FIG. 10A is a flowchart of a process performed by the information processing apparatus. FIG. 10B is an image diagram illustrating an example of processing performed by the information processing apparatus. As shown in FIG. 10A, in a step S1000, the CPU 402 of the information processing apparatus 120 receives (acquires) a variety of data from the shooting apparatus 110 via the network controller 502. The variety of data includes the image data 900A and the audio data 900B (see FIG. 10B), which have been transmitted in the step S803, and the personal information 900C transmitted in the step S804. The image data 900A, the audio data 900B, and the personal information 900C are stored in the storage 405 of the information processing apparatus 120. Note that in the step S1000, by operating e.g. an operation screen 1800 (see FIG. 18A-A) to designate the shooting apparatus 110 as a data acquisition target and a shooting date, the image data 900A and the audio data 900B satisfying the designation condition can be acquired.
In a step S1001, the CPU 402 controls the audio data analysis section 508 and the audio data conversion section 509 to convert the audio data 900B stored in the storage 405 in the step S1000 to text information (text data) 1400 (see FIG. 14). FIG. 14 is a diagram showing an example of the text information. As shown in FIG. 14, the text information 1400 includes a person ID 1401, a start time 1402, an end time 1403, and a divided text 1404. The person ID 1401 to the divided text 1404 will be described hereinafter with reference to FIG. 14. Further, the detailed process (text conversion process) executed in the step S1001 will be described hereinafter with reference to FIG. 13.
In a step S1002, the CPU 402 selects one image data 900A1 (frame) to be included in a layout image 1010 from within the image data 900A (a plurality of frames) stored in the storage 405 in the step 1000 (see FIG. 10B).
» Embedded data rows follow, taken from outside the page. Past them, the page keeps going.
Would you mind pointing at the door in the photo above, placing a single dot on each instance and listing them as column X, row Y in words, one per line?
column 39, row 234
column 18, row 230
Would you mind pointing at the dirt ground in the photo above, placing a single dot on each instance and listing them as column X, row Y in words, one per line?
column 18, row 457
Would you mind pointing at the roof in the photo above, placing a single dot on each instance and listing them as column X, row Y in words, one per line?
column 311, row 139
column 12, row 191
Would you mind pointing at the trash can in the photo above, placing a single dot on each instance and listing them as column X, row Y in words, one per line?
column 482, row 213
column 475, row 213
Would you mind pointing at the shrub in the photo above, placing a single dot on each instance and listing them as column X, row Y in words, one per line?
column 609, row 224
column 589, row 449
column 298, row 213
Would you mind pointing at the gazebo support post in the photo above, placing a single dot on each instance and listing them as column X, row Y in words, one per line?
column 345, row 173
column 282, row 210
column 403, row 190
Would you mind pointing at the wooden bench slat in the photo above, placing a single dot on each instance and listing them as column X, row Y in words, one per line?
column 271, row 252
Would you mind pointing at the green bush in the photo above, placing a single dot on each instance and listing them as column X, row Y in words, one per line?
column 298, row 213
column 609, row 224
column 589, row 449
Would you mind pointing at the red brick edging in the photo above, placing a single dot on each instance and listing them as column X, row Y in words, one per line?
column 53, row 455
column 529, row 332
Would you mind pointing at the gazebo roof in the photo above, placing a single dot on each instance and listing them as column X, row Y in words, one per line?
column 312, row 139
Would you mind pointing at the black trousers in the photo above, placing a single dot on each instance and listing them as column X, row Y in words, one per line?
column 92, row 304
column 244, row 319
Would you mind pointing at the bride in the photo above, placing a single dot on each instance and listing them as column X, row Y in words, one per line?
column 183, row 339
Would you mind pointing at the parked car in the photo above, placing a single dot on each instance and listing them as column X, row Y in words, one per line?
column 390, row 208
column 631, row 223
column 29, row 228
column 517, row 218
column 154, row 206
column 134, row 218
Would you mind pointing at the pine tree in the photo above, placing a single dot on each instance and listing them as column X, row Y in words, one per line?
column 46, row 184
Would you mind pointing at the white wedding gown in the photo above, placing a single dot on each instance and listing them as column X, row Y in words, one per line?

This selection is performed, for example, when an operation screen 1810 (see FIG. 18A-B) on which the image data 900A can be confirmed is displayed on the display device 409, and the user selects the desired image data 900A1 on the operation screen 1810 via the input device 407. Thus, in the present embodiment, the operation screen 1810 (input section 407) functions as a selection unit for selecting the image data 900A. Note that one or the plurality of image data 900A1 can be selected on the operation section 1810.
In a step S1003, the CPU 402 controls the image data analysis section 507 to extract a face image (face area) of a person included in the image data 900A1 selected in the step S1002. This extraction is performed by extracting a face image of a person included in the image data 900A1 based on the personal information 900C stored in the storage 405 in the step S1000. Then, specific text information 1020 (see FIG. 10B) generated by converting real voice of the extracted person to text is further extracted from the text information 1400 acquired in the step S1001. Thus, in the present embodiment, the image data analysis section 507 functions as an extraction unit configured to extract the specific text information 1020. Particularly, in a case where the image data 900A is moving image data, the image data analysis section 507 extracts the same person included in image data 900A2 and image data 900A3, which are obtained after the image data 900A1, as the person included in the image data 900A1 selected in the step S1002 (see FIG. 10B). Then, it is preferable to extract a series of text information of real voice uttered by the extracted person from the text information 1400 as the specific text information 1020. This makes it possible to more accurately extract the specific text information 1020 in the case of the moving image data. Note that although the image data 900A2 and the image data 900A3 are the image data obtained after the image data 900A1, depending on the image data 900A1 selected in the step S1002, the same image data is at least one of image data before and after the image data 900A1. The detailed process (face extraction process) executed in the step S1003 will be described hereinafter with reference to FIG. 15.
In a step S1004, the CPU 402 controls the layout image generation section 511 to generate the layout image 1010. The layout image 1010 is an image generated by combining and arranging the specific text information 1020 extracted in the step S1003 and the image data 900A1 selected in the step S1002 (see FIG. 10B). The detailed process (layout image generation process) executed in the step S1004 will be described hereinafter with reference to FIG. 17.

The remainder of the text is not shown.